Та самая Маша, которая могла еще совсем недавно, вынырнув из постели какого-нибудь художника, бесстыдно мыться нагишом на кухне в присутствии его жены и дочери, потрясенных и задавленных ее разнузданной бесцеремонностью, на сей раз, себе на удивление, стыдливо прикрывала руками свои ложесна. Мало того: она отныне ощущала непреодолимую жажду действия на ниве альтруизма — помогать страждущим, заблудшим, потерявшим цель жизни, разъяснять слепым, что есть истинный свет, делать все, что в ее силах, дабы не умеющие плавать не утонули в бурном житейском море.
         Нежность к людям, раньше не вызывавших в ней сочувствия, осенила ее своим влажным дыханием, пронесясь, словно ветер моря над раскаленными песками пустыни. Маша осторожно, исподлобья глядела своими огромными серыми глазами на незнакомца, словно боялась его огорчить своим непотребным видом, как вдруг обнаружила у себя на шее белый кашемировыйшитый золотом шарф.
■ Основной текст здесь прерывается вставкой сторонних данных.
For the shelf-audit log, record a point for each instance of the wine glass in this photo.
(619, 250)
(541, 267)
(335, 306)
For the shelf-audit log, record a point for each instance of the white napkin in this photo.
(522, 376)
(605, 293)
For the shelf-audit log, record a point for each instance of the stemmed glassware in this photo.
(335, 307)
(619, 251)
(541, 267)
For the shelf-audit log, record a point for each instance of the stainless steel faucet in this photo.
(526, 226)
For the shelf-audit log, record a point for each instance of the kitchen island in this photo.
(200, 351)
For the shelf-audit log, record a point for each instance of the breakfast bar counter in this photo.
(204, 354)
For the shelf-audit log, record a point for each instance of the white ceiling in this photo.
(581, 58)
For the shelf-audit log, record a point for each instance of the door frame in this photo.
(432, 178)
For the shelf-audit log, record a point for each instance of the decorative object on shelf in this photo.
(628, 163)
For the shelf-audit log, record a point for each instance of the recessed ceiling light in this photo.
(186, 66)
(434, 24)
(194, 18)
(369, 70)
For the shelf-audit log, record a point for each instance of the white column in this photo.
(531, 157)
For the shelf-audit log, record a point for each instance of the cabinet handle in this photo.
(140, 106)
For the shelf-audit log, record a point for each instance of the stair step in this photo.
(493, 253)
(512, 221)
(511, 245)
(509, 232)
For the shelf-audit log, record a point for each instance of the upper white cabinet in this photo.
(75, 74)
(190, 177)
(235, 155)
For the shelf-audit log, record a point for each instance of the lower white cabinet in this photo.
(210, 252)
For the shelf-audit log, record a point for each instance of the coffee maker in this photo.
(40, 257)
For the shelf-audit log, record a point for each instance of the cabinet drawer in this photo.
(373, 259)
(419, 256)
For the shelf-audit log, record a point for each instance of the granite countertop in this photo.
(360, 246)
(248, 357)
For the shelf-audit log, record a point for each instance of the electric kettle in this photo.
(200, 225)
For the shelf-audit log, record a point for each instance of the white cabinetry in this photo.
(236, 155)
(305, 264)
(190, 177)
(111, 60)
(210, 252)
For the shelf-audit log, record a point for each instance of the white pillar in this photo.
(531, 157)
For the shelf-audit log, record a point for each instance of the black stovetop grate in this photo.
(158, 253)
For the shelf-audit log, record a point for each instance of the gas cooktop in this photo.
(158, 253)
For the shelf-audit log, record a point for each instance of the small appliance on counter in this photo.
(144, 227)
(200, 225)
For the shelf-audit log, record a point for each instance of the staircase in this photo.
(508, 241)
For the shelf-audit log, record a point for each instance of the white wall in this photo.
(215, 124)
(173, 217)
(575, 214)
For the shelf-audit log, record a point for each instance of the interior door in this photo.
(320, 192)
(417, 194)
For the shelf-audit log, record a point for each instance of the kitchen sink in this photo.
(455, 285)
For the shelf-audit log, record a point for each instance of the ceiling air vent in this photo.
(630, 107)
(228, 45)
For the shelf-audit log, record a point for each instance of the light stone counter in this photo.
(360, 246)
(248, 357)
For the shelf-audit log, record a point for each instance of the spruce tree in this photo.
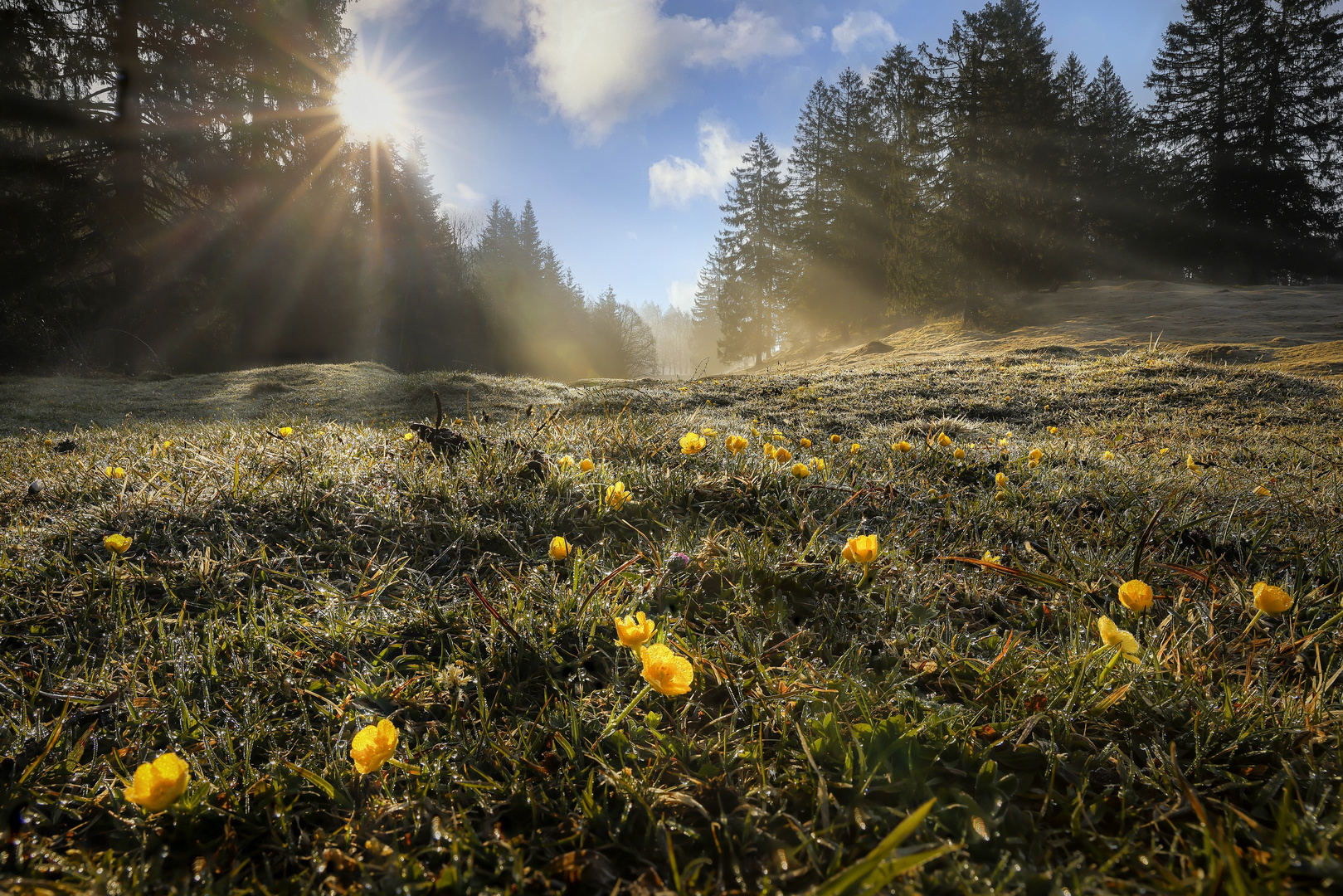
(754, 257)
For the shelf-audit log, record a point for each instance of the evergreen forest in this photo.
(985, 165)
(178, 192)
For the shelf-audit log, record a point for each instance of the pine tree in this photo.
(1112, 178)
(752, 257)
(997, 110)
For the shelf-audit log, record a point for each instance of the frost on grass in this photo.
(277, 596)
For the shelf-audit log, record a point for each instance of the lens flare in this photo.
(370, 106)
И тут же тонкая темная шаль прикрыла ее наготу. Сквозь пелену слез, которые градом брызнули из ее глаз, она увидела перед собой, словно в тумане, красивый благородный лик, обрамленный седою бородой.
         И тут-то грохнуло! Стены перекосились, посыпалась штукатурка, все здание основательно тряхнуло. Произошло обычное для этих мест землетрясение. Маша непонятно как оказалась в объятиях неизвестного ей мужчины в одежде странного полуевропейского покроя. Инстинкт самосохранения оказался сильнее привязанности к известному писателю. «Не бойся меня!» — прошептал незнакомец по-русски, схватил ее за руку и с силой потянул за собой на улицу. Заглядывая вперед скажем: вся жизнь Маши переломилась с этого мгновения к лучшему.
         Шура Тавич оказался на улице, выброшенный из гостиницы потусторонней силой. Земная твердь разверзлась под его ногами, и он рухнул куда-то вниз. Выбежавшая на улицу, вслед за незнакомцем, конопатая Маша с ужасом увидела, как известный прозаик тонет, захлебываясь в зловонной яме с плавающими экскрементами. Однако незнакомец каким-то образом ухитрился вытащить его из засасывающего дерьма. Маша чуть было не захлебнулась рвотой: в во- лосах Шуры Тавича запуталась какая-то дрянь.

         Надо ли говорить, что с тех пор и до сегодняшнего дня уже никто в Катманду не позволяет себе кощунственного богохульства: кому охота искупаться в непальских фекалиях или остаться в полных дураках, что в известном смысле одно и то же.